An Old Doctor Reading Harrison's Principles of Internal Medicine for the Last Time

"Given the choice between the experience of pain and nothing, I would choose pain'" William Faulkner. (Not certain if I agree, but hospice is very helpful here.)

This was a very interesting albeit challenging chapter. Early in my career we were advised to be careful when prescribing narcotic medication. Then in the late 1990's the "pain as the fifth vital sign" movement was forced on us by non-clinical regulating agencies. For a hospital to be accredited it had to address pain, and this ushered in the increased use of narcotics. To do otherwise was thought to be bad medicine. Previously we gave narcotics for a short period, say up to one week or so, but we were now instructed to prescribe narcotics for long durations. A common prescription for pain was Vicodin one-tab by mouth four times a day, dispense 120 pills with three refills.

It was thought that it was difficult to addict a patient. Once again contrary to what I'd been taught.

Then in 1999 Purdue Pharma and the Sackler family introduced OxyContin. The result was a large rise in opioid deaths and addiction.

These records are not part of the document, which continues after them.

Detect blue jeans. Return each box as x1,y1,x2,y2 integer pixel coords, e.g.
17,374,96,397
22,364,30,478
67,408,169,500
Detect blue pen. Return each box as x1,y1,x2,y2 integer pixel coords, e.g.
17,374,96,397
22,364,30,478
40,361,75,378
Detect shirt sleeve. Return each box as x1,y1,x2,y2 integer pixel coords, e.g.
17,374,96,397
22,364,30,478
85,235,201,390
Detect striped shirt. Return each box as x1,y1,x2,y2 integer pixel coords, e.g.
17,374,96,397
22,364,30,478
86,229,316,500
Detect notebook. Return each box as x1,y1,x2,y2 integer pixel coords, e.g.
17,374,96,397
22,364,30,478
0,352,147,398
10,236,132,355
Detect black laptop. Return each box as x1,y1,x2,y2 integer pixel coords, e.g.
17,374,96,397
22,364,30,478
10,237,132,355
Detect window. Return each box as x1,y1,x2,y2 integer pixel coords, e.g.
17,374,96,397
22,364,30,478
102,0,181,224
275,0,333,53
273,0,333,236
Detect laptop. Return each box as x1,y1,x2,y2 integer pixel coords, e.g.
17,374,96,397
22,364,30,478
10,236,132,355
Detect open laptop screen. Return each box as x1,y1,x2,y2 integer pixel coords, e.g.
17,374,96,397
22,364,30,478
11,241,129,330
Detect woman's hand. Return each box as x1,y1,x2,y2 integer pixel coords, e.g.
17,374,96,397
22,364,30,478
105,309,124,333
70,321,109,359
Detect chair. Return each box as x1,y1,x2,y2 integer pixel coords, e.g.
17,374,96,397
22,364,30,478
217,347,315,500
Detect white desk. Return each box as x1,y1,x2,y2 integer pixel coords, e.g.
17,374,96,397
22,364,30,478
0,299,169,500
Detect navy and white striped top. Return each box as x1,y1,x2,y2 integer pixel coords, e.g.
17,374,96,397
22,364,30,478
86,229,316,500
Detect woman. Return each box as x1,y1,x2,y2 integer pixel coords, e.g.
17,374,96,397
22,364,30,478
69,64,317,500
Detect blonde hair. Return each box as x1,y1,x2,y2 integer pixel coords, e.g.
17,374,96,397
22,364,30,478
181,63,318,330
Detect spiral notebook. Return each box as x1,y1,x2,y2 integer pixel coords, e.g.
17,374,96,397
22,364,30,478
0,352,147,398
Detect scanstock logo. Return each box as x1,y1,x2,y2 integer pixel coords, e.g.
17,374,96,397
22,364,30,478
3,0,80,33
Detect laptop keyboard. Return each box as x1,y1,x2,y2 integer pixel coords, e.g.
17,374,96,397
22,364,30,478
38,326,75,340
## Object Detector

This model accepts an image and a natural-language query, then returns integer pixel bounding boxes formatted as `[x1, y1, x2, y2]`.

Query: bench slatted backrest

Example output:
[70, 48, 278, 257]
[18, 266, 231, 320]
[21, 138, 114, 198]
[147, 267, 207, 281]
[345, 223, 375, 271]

Oops. The folly of pain as the fifth vital sign became readily and painfully apparent.

The Sackler's should be ashamed and imprisoned, but also the knuckleheads that promoted the policy of pain being the fifth vital sign. They are just as responsible, but will skate because they are the regulators.

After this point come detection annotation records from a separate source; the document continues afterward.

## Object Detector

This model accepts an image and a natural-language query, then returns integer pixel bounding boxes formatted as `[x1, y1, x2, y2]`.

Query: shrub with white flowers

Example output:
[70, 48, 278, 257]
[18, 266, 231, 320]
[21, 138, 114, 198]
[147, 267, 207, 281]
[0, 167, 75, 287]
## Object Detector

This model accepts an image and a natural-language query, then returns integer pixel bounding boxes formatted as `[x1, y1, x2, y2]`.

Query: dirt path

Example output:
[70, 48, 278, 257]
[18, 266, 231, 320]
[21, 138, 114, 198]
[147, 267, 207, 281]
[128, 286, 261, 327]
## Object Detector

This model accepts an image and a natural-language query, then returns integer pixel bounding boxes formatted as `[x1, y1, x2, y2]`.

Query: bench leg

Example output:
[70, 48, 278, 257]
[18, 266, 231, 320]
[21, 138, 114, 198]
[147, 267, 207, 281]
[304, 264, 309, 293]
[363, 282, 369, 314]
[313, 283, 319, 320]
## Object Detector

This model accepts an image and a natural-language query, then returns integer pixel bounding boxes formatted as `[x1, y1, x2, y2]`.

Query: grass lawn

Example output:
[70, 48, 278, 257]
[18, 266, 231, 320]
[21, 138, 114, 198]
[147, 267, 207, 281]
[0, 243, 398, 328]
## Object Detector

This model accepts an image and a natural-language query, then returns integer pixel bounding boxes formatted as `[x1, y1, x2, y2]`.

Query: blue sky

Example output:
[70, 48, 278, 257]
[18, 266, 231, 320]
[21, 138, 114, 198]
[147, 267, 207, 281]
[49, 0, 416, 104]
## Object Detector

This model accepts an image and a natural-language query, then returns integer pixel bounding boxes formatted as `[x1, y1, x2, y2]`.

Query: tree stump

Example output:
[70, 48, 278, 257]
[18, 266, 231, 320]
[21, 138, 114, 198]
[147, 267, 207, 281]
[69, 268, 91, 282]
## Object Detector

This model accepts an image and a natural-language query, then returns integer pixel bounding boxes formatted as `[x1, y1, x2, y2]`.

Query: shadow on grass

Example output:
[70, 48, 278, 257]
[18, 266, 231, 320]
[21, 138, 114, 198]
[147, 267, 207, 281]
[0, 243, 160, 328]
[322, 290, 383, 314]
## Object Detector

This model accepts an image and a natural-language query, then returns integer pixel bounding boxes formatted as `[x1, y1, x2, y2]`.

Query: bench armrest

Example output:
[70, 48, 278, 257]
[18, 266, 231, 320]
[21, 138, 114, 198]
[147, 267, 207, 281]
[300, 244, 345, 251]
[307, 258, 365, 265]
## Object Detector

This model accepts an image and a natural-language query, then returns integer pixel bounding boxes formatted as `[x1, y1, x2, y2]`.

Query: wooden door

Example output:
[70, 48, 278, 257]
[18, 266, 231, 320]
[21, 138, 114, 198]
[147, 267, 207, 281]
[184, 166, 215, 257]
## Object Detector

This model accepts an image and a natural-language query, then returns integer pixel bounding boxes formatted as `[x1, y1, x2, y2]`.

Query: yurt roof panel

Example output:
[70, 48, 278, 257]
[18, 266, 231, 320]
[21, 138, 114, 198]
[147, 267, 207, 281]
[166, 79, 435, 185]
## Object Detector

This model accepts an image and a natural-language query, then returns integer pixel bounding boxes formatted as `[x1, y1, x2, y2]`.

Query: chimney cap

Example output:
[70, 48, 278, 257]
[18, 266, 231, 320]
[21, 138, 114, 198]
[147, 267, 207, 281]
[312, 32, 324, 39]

Now there is a backlash and "many practitioners are hesitant to prescribe opioid analgesics."
Indeed, I only prescribe opioids for three days and refer the patients to a trusted pain clinic if a longer duration was needed. They are better at it than I am, and I don't want the feds on me.

I continued reading this chapter.

I was aware of the cardiovascular dangers of Cox-2 inhibitors but learned they were contraindicated in the post -operative period of coronary artery bypass surgery.

I read of the drug meperidine-Demerol. I'm not sure if Demerol was still available but very early in my career, I avoided this drug. I would never use it. It was touted to cause less biliary spasm and was used most often by surgeons after gallbladder surgery. I never used Demerol, there were too many complications with this narcotic, and it was ineffective when given orally.

A man, Mr. Smith (not his real name) came into my office. I recognized him. Now in his late thirties, he had been one of the best athletes to come out of my high school and was a senior when I was a freshman. He had it all. I wondered what became of him and here he was in my office.

He had kidney disease which I discovered was from a heroin addiction.

"I thought you went to college on a football scholarship. I remembered you could throw the football sixty yards."

"I quit the team. All they did was run the ball. Remember the Wishbone? I had an arm. They had me throwing punts in special team's practice. I quit school, lost my student deferment, and ended up in Vietnam."

"How did you get addicted?"

"Vietnam."

"What did you do in Vietnam?"

"I called in Napalm airstrikes. I was in the thick of things. It was horrible, the drugs helped."

"Are you clean?"

"Yep."

We developed a close relationship. We went to a college football game together. He knew the game and told me what would happen based on the offensive formations and defensive response.

I was proud to be able to help him.

He never asked for narcotics.

Months later, I got called in the early morning.

"Dr. Kroneman, your patient Mr. Smith is dead."

"What?"

"Mr. Smith is dead."

"What happened?"

"He cooked down Demerol pills and injected himself. He gave himself too much. He's dead."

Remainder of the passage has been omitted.